Implemented comprehensive database query tracking to identify clients causing
high CPU usage through excessive database queries. The relay now tracks and
displays query statistics per WebSocket connection in the admin UI.
Features Added:
- Track db_queries_executed and db_rows_returned per connection
- Calculate query rate (queries/minute) and row rate (rows/minute)
- Display stats in admin UI grouped by IP address and WebSocket
- Show: IP, Subscriptions, Queries, Rows, Query Rate, Duration
Implementation:
- Added tracking fields to per_session_data structure
- Increment counters in handle_req_message() and handle_count_message()
- Extract stats from pss in query_subscription_details()
- Updated admin UI to display IP address and query metrics
Use Case:
Admins can now identify abusive clients by monitoring:
- High query rates (>50 queries/min indicates polling abuse)
- High row counts (>10K rows/min indicates broad filter abuse)
- Query patterns (high queries + low rows = targeted, high both = crawler)
This enables informed decisions about which IPs to blacklist based on
actual resource consumption rather than just connection count.
The kind index was adding subscriptions multiple times when filters contained
duplicate kinds (e.g., 'kinds': [1, 1, 1] or multiple filters with same kind).
This caused:
- Redundant malloc/free operations during add/remove
- Multiple index entries for same subscription+kind pair
- Excessive TRACE logging (7+ removals for single subscription)
- Wasted CPU cycles on duplicate operations
Fix:
- Added bitmap-based deduplication in add_subscription_to_kind_index()
- Uses 8KB bitmap (65536 bits) to track which kinds already added
- Prevents adding same subscription to same kind index multiple times
- Reduces index operations by 3-10x for subscriptions with duplicate kinds
Performance Impact:
- Eliminates redundant malloc/free cycles
- Reduces lock contention on kind index operations
- Decreases log volume significantly
- Should reduce CPU usage by 20-40% under production load
The kind index optimization in v1.1.4 introduced a critical bug that caused
segmentation faults in production. The bug was in add_subscription_to_kind_index()
which directly assigned sub->next for no-kind-filter subscriptions, corrupting
the main active_subscriptions linked list.
Root Cause:
- subscription_t has only ONE 'next' pointer used by active_subscriptions list
- Code tried to reuse 'next' for no_kind_filter_subs list
- This overwrote the active_subscriptions linkage, breaking list traversal
- Result: segfaults when iterating subscriptions
Fix:
- Added no_kind_filter_node_t wrapper structure (like kind_subscription_node_t)
- Changed no_kind_filter_subs from subscription_t* to no_kind_filter_node_t*
- Updated add/remove functions to use wrapper nodes
- Updated broadcast function to iterate through wrapper nodes
This follows the same pattern already used for kind_index entries and
prevents any corruption of the subscription structure's next pointer.
The print_version() function was displaying a hardcoded 'v1.0.0' string instead
of using the VERSION define from main.h.

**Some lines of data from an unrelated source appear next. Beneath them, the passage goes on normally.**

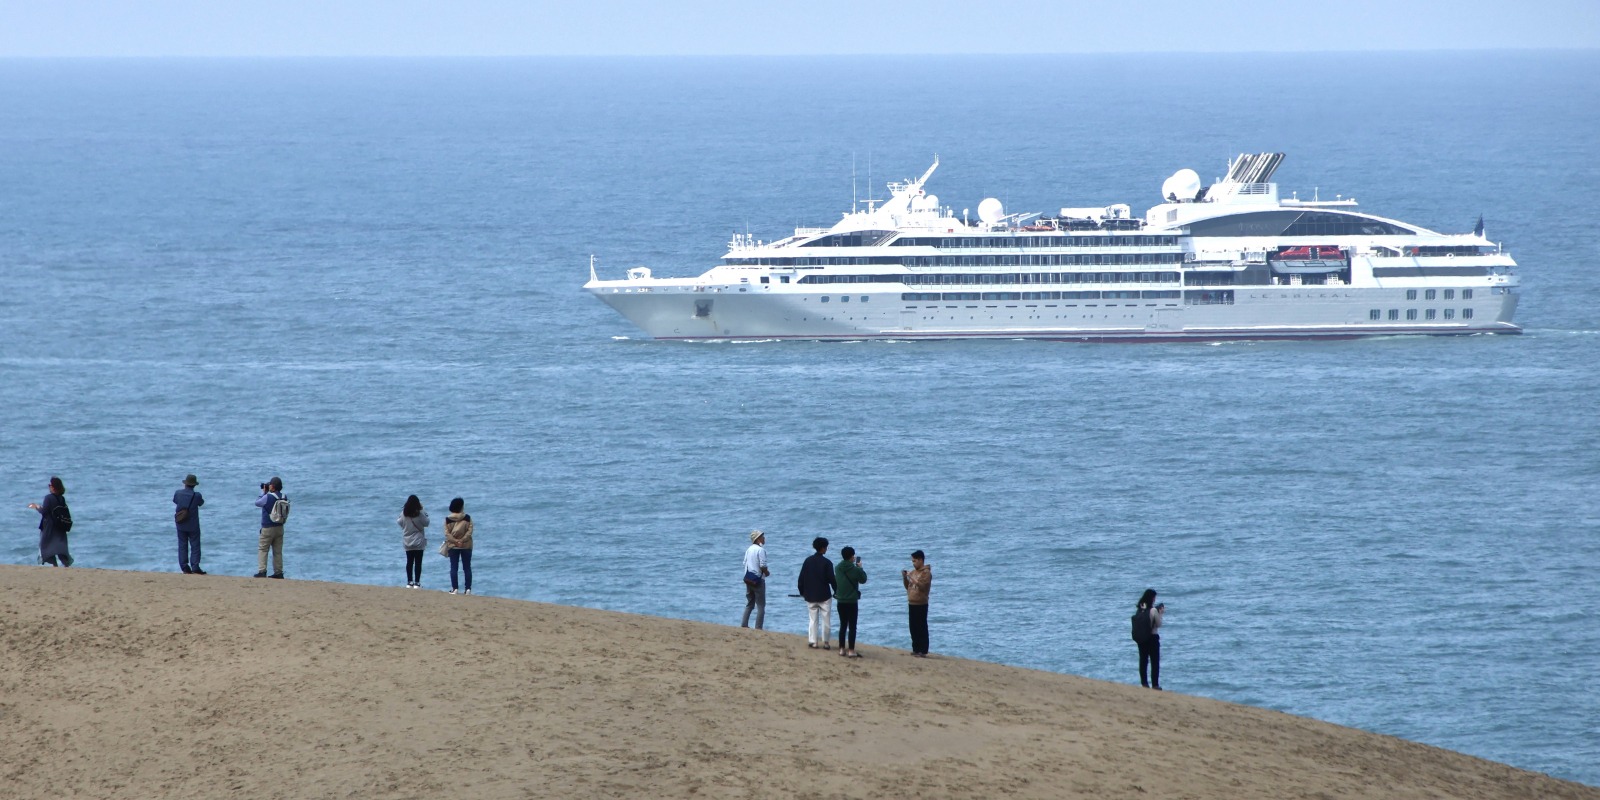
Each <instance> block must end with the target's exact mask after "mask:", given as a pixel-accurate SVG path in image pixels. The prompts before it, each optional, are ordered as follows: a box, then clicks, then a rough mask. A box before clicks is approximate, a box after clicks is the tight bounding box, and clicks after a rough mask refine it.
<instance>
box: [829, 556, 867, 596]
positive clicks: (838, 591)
mask: <svg viewBox="0 0 1600 800" xmlns="http://www.w3.org/2000/svg"><path fill="white" fill-rule="evenodd" d="M834 582H835V584H837V586H835V587H834V600H835V602H840V603H854V602H856V600H861V584H864V582H867V571H866V570H862V568H861V565H858V563H856V562H846V560H843V558H840V560H838V565H837V566H834Z"/></svg>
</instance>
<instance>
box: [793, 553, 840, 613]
mask: <svg viewBox="0 0 1600 800" xmlns="http://www.w3.org/2000/svg"><path fill="white" fill-rule="evenodd" d="M835 586H838V584H835V582H834V562H829V560H827V557H826V555H822V554H816V555H811V557H810V558H806V560H805V563H803V565H800V597H803V598H805V600H806V602H808V603H821V602H822V600H830V598H832V597H834V587H835Z"/></svg>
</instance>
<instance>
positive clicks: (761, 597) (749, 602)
mask: <svg viewBox="0 0 1600 800" xmlns="http://www.w3.org/2000/svg"><path fill="white" fill-rule="evenodd" d="M771 574H773V573H770V571H766V534H765V533H762V531H750V546H749V547H746V549H744V619H741V621H739V627H750V610H755V629H757V630H762V624H763V622H766V578H768V576H771Z"/></svg>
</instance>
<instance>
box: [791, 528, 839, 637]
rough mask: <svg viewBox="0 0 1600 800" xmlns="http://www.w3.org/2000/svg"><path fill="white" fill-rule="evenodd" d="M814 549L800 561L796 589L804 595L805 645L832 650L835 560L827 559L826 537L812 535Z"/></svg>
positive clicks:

This caused version mismatches where
the git tag and main.h showed v1.1.1 but the binary reported v1.0.0.
Now print_version() uses the VERSION macro, ensuring all version displays are
consistent and automatically updated when increment_and_push.sh updates main.h.
Previously, send_notice_message() called queue_message() with NULL pss, causing
all NOTICE messages to fail silently. This affected filter validation errors
(e.g., invalid kinds > 65535 per NIP-01) where clients received no response.
Changes:
- Updated send_notice_message() signature to accept struct per_session_data* pss
- Updated 37 call sites across websockets.c (31) and nip042.c (6)
- Updated forward declarations in main.c, websockets.c, and nip042.c
- Added tests/invalid_kind_test.sh to verify NOTICE responses for invalid filters
Fixes issue where REQ with kinds:[99999] received no response instead of NOTICE.